Our tires made a soughing sound as they rolled over the chippings. A south breeze came up behind us, moving the branches with its breath and causing the dry leaves to whisper like tiny wings. We heard waves of twiggy fingers tossing lightly on either side. Our eyes widened and filled with black. We became our shadows blending into the night, flowing forward under the care of those trees, their limbs softly shooing us on between them.

Before long, we made out a glimmer of white. Far ahead, the moonlight was illuminating the limestone surface of the trail. We focused our eyes on that vague glow and aimed our bars straight for it. We came gliding out from under the trees, out under that big harvest moon. In the huge open space, we were miniatures of ourselves out elongated shadows leaning out across the trail and the ghostly grasses beyond. We laughed and talked until the trees plunged us into blackness again. In and out of the light we pedaled, all the way back to the trailhead park. I have ridden my bicycle in many beautiful places, in other states and faraway countries, and none of it can compare to that Iowa night, those fifteen miles of intermittent darkness.

Greg Brown wrote a song about his grandmother and her summer canning of garden fruits and vegetables. She had magic in her, he said. “She put the sun and the rain in with her beans.”


She cans the pickles, sweet and dill,
And the songs of the whippoorwill,
And the morning dew and the evening moon,
I’ve really got to go down and see her soon,
‘Cause the canned goods that you buy at the store
Ain’t got the summer in ‘em anymore.
You bet Grandma, sure as you’re born
I’ll take some more potatoes and a thunderstorm.
Peaches on the shelf, potatoes in the bin,
Supper’s ready, everybody come on in,
Taste a little of the summer,
Grandma put it all in jars.

My husband has lived most of his life here in Honolulu, but when he heard that song he remembered his own Hawaiian grandmother, with whom he lived from the age of 12. He was summoned home from UCLA when she died, but he said he couldn’t feel any emotion at her funeral. Later in the summer he opened a cupboard and there were the jars, in rows of purple, red, yellow and green, her canned fruits and chutney. It was then that the loss overtook him.

I know how he felt. Once when I was walking across the Punahou campus, I found myself standing next to a fence covered in vines with trumpet flowers. It was so much like the Morning Glory that covered the picket fence in my Iowa back yard that I literally felt a blow to my chest, a sudden crippling pain. Some mornings upon waking, and before I open my eyes, I believe that my dog is asleep beside the bed.

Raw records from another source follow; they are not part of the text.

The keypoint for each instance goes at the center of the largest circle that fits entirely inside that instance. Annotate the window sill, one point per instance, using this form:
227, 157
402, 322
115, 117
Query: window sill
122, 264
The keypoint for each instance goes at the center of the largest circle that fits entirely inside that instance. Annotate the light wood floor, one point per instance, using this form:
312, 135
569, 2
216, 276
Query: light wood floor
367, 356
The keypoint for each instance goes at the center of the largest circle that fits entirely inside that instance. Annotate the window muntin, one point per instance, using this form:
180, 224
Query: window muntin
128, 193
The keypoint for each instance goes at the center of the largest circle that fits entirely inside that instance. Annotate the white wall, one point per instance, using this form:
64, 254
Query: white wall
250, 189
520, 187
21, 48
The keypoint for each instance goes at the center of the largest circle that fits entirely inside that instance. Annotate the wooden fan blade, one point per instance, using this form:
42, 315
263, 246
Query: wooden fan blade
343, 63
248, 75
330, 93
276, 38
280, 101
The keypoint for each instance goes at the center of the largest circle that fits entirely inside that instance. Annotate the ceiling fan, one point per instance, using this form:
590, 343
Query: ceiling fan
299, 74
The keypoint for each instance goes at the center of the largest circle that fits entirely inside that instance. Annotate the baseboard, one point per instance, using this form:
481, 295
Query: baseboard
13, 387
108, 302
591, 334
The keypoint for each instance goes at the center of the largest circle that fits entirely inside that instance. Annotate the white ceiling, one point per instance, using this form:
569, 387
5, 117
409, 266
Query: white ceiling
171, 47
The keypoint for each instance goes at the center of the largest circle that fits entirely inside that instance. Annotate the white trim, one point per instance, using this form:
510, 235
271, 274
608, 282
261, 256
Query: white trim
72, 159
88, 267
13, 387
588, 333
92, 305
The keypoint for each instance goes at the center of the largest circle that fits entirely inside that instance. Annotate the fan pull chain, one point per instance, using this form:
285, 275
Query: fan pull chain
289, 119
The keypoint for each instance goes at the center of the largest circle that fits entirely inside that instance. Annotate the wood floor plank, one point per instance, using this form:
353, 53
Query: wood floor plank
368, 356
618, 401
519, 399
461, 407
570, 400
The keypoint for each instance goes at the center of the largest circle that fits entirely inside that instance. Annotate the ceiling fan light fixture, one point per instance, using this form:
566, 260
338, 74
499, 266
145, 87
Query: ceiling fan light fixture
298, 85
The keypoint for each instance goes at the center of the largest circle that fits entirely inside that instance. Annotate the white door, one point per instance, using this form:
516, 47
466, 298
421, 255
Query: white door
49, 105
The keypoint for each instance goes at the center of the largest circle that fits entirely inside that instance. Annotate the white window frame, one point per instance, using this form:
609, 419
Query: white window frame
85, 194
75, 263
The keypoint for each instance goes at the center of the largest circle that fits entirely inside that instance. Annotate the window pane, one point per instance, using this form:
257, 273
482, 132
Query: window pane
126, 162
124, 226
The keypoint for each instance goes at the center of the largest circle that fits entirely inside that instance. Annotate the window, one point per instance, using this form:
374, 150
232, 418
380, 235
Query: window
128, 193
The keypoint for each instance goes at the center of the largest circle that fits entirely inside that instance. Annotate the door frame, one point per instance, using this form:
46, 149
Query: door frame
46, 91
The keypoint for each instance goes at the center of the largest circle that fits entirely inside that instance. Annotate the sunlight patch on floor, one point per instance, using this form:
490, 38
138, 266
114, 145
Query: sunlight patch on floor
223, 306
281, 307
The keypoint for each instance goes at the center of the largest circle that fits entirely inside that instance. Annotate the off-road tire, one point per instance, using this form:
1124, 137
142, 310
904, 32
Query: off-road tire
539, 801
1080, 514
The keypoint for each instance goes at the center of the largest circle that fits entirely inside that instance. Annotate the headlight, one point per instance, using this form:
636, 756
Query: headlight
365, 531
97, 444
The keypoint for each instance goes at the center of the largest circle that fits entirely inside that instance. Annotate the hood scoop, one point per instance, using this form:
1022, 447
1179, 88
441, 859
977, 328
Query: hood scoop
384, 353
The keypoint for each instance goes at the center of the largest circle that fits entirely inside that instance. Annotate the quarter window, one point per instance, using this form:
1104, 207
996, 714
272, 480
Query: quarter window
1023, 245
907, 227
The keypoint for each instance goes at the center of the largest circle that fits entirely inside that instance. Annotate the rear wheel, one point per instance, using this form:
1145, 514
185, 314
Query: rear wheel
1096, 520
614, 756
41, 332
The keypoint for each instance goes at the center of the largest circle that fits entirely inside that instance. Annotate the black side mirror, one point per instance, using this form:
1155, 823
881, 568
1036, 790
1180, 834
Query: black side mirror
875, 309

I think I’ll have to be careful to step over her when I get up, as I did for six years of Iowa mornings. One day in Kapiolani Park when they had just mowed the grass, the scent was exactly like the evenings when they’d mowed the weeds along the Wabash Trace. Instead of palm trees and sand, I could see the limestone far ahead, glowing under a heavy yellow moon.

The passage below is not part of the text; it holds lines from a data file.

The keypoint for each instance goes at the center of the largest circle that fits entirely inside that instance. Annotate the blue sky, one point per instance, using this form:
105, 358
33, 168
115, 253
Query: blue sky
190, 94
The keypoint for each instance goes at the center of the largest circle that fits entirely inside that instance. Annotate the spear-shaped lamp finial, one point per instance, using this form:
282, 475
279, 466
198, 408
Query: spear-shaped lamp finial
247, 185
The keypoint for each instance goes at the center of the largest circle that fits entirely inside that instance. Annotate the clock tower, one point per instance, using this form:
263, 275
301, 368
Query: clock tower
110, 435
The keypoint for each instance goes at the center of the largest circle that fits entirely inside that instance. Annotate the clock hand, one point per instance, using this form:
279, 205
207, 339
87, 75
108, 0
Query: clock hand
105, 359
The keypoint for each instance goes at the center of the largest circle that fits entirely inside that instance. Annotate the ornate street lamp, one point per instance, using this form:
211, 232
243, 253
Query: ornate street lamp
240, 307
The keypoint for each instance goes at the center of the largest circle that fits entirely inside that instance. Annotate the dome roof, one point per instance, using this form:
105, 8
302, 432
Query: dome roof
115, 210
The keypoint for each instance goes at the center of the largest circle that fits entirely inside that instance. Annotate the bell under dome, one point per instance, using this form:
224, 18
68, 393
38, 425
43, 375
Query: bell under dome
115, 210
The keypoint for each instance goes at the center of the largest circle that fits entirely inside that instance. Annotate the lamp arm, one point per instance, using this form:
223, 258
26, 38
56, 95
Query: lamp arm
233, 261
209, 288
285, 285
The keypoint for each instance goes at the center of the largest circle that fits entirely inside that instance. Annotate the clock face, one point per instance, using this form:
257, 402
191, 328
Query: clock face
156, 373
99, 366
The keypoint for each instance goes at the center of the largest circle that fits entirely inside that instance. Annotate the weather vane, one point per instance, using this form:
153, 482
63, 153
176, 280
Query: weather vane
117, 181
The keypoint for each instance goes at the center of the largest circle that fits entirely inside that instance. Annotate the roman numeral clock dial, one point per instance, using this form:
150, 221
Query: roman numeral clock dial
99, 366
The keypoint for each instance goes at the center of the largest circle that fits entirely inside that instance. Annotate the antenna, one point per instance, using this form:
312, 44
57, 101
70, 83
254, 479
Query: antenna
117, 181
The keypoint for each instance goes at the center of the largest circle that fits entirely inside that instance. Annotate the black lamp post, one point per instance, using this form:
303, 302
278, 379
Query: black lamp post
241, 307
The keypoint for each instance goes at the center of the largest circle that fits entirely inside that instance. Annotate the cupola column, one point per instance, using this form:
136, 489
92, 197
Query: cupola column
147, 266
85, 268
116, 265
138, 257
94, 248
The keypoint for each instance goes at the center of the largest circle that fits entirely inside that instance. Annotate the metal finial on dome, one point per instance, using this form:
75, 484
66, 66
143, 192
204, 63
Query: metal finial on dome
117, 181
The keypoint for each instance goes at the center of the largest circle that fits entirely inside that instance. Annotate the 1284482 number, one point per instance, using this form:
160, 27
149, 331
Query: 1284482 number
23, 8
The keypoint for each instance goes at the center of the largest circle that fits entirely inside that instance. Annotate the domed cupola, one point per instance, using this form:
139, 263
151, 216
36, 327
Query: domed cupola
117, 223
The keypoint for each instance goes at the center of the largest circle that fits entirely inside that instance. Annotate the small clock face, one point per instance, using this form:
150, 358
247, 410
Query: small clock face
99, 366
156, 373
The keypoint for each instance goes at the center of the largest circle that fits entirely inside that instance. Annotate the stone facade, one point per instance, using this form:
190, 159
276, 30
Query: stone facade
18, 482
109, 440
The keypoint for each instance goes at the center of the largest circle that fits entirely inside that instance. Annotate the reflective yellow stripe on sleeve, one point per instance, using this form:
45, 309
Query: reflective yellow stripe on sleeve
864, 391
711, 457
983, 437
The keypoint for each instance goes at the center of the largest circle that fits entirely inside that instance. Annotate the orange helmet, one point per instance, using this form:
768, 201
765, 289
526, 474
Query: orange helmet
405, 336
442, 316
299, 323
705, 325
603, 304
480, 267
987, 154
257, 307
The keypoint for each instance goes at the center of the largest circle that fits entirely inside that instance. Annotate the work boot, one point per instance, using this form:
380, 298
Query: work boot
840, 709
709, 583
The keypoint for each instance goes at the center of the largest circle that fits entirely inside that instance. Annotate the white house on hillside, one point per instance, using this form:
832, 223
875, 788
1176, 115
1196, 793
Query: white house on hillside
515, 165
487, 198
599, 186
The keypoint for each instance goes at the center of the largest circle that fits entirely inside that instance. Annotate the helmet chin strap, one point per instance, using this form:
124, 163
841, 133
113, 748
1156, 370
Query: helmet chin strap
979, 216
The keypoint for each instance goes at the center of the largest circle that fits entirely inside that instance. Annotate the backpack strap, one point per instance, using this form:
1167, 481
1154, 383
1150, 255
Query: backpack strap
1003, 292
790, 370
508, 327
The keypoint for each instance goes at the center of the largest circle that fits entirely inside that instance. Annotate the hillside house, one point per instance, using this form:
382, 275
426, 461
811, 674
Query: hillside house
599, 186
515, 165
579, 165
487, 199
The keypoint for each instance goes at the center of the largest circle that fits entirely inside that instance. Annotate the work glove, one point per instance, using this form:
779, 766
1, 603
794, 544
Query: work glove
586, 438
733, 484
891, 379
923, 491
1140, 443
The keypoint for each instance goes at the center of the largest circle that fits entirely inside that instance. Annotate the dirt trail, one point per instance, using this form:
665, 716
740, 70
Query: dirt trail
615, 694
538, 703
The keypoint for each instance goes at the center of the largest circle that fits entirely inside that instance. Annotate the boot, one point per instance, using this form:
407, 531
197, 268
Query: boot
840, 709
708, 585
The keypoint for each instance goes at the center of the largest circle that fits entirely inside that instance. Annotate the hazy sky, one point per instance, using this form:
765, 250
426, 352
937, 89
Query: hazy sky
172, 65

Home in the midst of the corn,
In the middle of the USA
Is where I was born
Is here I’m going to stay.
Iowa, Iowa,
Winter, spring, summer, and fall.
Come and see, come dance with me,
To the beautiful Iowa Waltz.

I go back and forth between Iowa and Hawaii. I do my own Iowa waltz, one step east, two steps west. This new life can be blinding: learning to be a wife, learning to be a haole, living in a condominium, living without seasons. Sometimes I get on a plane an go back. Some days I stay here in our dark living room and wonder, where is home? Where is my path? I can no longer see it under my feet. On those days, I close my yes and try to relax my arms and shoulders. I listen for the rasp of dry leaves an the soughing of branches. I turn on the scratchy voice of Greg Brown. Eventually I come out into the light.